В общем, признаюсь, меня тогда сильно заинтересовал этот разговор и я, признаюсь, стал на обе четвереньки, чтобы повнимательней прислушаться к галоши, чтобы ничего значимого здесь не упустить.

«Что и подтверждает – подтвердил Черипский – известную мудрость в том, что «утверждения» могут быть «какие угодно», и любая способность что-либо «утверждать» тем уже плоха, что найдется «другое утверждение» и часто совершенно противоположенное...»

«Несомненно» – выкрикнул кто-то, а кто-то добавил:

«И отсюда же, – добавил он – в инфракрасном луче времени и с той же философской позиции «переименований» и «двузначности формулярных списков», само понятие «Фарватерная» может не всегда соответствовать понятию «улица», поскольку протяженность в геометрической прогрессии той или иной улицы подразумевает под собой ту же «продолжительность» во времени, и потому сомнения относительно того «что» мы имеем и «где» идем, не безосновательны, и именно потому точно нельзя сказать – «улица» ли это или «устрица». Все достаточно объяснимо».

– Представьте себе такой разговор! Прямо теория абстракции в реальной действительности.

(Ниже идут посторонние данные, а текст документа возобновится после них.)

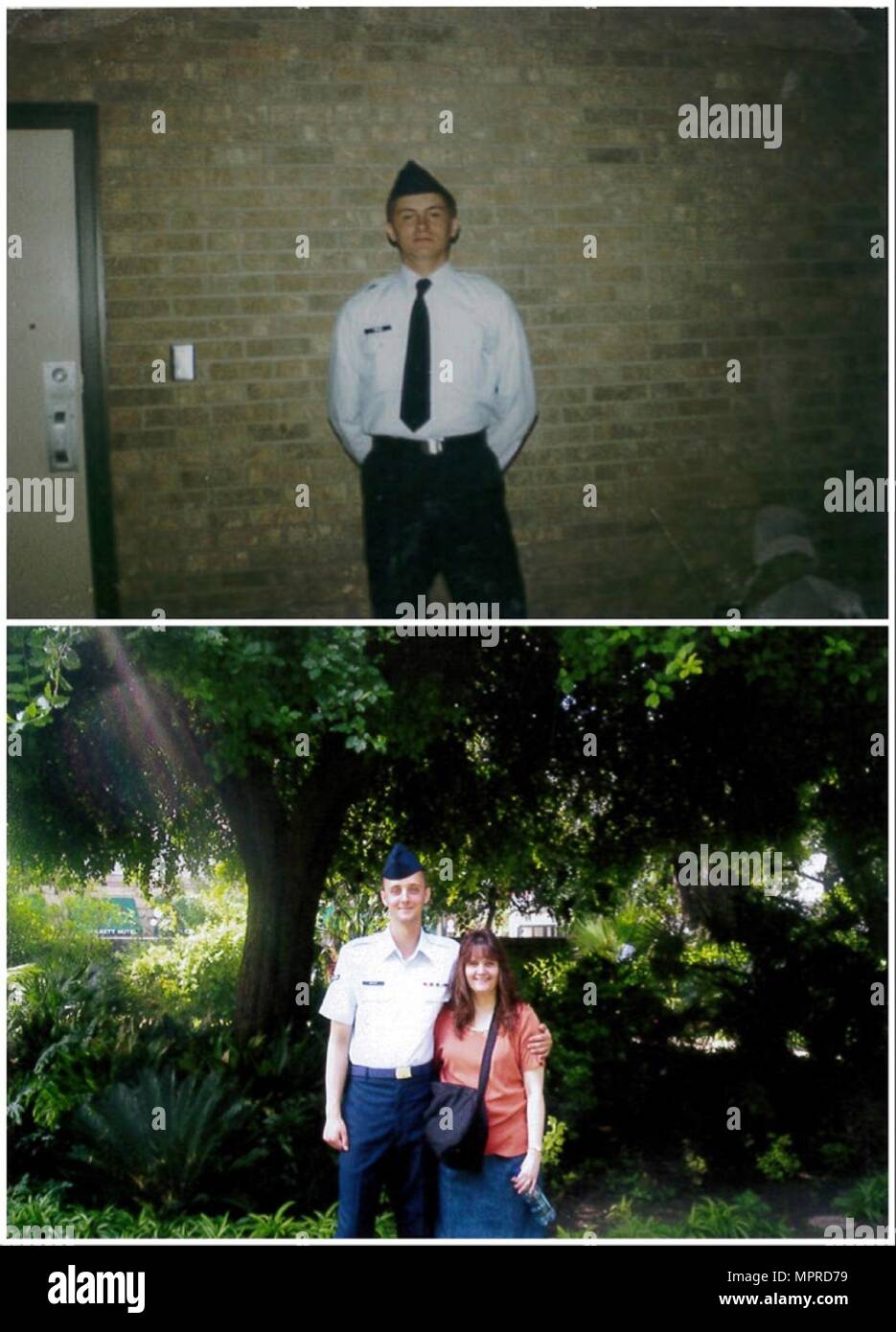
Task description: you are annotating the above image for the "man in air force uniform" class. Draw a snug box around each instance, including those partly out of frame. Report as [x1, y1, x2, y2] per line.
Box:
[329, 161, 535, 619]
[321, 841, 551, 1239]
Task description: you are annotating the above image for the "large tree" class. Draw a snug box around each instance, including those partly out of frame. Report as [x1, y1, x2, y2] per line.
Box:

То есть, «некто» представил на рассмотрение «некую» терию (безумную саму по себе в своем однозначном смысле) и, вот, следуя этой теории, сама действительность потихоньку становится ей созвучна и на нее похожа, как две сугубо индентичные капли из одного цельнометалического ведра. Каково?! К тому же, видно было, что очень задело всех и последнее происшествие с птицами в нашем лесу, которое тоже мимоходом обсуждали – не слыхали об инциденте с различного вида птицами? Похоже на правду.

– Нет, не слыхал. Да мне и не говорил об этом никто.

– Конечно, оно, это происшествие, не имело ничего общего с основной темой данного разговора, но его тоже не мимоходом коснулись. А именно – исчезли в лесу птицы – дятлы и вольдшнепы, в том числе. И потому, как их неделю уже нигде никто не видел, ни на ветках и вообще – нигде, повсеместно начались происходить волнения. А, поскольку, еще Монтарана Хохлимана любит по утру яблоки есть, а яблок, как понимаете, не стало, или цены заламывают такие, что не подберешься, Лифоп Камушкин решил за это дело взяться сам, самолично, и для того, чтобы понять, каким образом бороться с вредителями без птиц, решил каждую ночь оборачиваться зеленой гусеницей, чтобы через собственное свое понимание ее сущности, и войдя, так сказать, «в роль», найти способы с вредителями бороться. Делает он это так. К вечеру, когда видит, что луна подошла ногами к дому и светит в открытые окна, он идет в кухню, насыпает в блюдце пшено, снимает с себя одежду, и когда луна скатывается с горы на близстоящую подле окна сосну, оборачивается сразу зеленой гусеницей. Заметьте как-нибудь. Зеленеет Весна – за ней сразу и Лифоп Камушкин зеленеет. Но – не важно. Вернемся.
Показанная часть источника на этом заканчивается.